Чёрными крепкими пальцами она раскладывает на столе целиком всю колоду и читает, как из газеты:

– Женщина чужая о тебе думает…

Я сжимаю ножку стола больной рукой, но думаю, столу больнее.

– Живёт она с одним, спит с другим, а любит тебя… Так?

Я киваю Любе и бурно краснею.

– А как тебе хочется? – спрашивает она и скалит чёрные зубы.

– Ты гадай-гадай, – сержусь я, пряча глаза.

Люба снова смотрит в карты и надолго замолкает.

– Что там?

Она молчит.

– Давай водочки выпьем! – неожиданно предлагает Люба.

– Выпьем, – быстро соглашаюсь я, понимая, что иначе Любу разговорить не получится. – Но у меня денег нет.

– Да ладно! – отмахивается она и убегает в магазин.

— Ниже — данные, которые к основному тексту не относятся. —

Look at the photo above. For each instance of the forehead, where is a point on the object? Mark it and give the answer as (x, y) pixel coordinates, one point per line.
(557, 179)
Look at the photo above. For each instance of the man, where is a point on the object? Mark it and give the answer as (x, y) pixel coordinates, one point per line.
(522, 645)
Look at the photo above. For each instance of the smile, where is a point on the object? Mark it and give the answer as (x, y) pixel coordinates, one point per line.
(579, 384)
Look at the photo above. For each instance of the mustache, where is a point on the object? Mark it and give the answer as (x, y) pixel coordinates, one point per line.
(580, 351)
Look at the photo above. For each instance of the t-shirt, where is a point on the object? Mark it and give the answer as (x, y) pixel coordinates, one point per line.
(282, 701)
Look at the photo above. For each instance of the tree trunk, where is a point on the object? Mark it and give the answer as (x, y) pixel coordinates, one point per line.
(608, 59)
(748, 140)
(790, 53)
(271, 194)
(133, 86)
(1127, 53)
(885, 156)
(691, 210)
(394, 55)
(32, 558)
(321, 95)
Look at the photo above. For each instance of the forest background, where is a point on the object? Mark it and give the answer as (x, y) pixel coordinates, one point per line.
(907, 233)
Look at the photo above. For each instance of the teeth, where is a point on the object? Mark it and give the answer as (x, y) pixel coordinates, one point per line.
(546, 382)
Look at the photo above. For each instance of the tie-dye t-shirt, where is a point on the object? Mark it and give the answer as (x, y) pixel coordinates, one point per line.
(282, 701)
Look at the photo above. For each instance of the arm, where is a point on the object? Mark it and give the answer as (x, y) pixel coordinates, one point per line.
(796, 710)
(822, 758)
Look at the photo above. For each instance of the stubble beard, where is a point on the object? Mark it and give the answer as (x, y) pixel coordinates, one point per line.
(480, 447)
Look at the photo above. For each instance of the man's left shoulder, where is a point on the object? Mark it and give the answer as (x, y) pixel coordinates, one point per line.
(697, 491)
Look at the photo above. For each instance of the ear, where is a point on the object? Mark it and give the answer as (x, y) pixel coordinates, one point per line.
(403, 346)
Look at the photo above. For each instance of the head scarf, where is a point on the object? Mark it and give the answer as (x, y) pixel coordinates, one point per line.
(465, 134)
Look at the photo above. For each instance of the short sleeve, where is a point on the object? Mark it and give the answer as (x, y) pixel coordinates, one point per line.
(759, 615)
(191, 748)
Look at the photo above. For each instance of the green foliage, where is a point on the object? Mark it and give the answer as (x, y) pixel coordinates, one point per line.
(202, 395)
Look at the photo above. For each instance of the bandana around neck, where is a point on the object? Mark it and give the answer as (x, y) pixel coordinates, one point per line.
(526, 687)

Дожил. Я не говорил, Люба мой бывший секретный агент. Сколько мы с ней пересажали цыганья, торгующего наркотой!.. Ведь она ещё и редкий экстремист, цыганка, ненавидящая других цыган. Только не было ещё такого, что б поил её не я, а она меня. Край!

Через час дым коромыслом. Мы уже признались друг другу в материнской – дробь – сыновней любви, она уже несколько раз обляпала слезами мою щёку, а ни один из нас ещё не пьяный. Я слежу за ней, она – за мной. Я жду, когда она расскажет, что выпало на картах, она – ждёт, чтобы я забыл. Наивно льёт через края.

– Ты ведь один… Один мне помогал на зоне! Без тебя бы… Дай бог тебе… – ревёт она в голос, а глаза, ведьма, прячет.

– Люба! Говори, что нагадала! – громко и трезво перебиваю её.

Она выпрямляет осанку, поводит плечами, будто хочет станцевать, и говорит:

– Всё, умрёшь скоро.

4.

Открываю глаза и вижу. Любину квартиру. Утро. Лежу на полу, подо мной расстелено. Спал – не спал, не ясно, но куда-то девалась целая ночь. Надо вспомнить.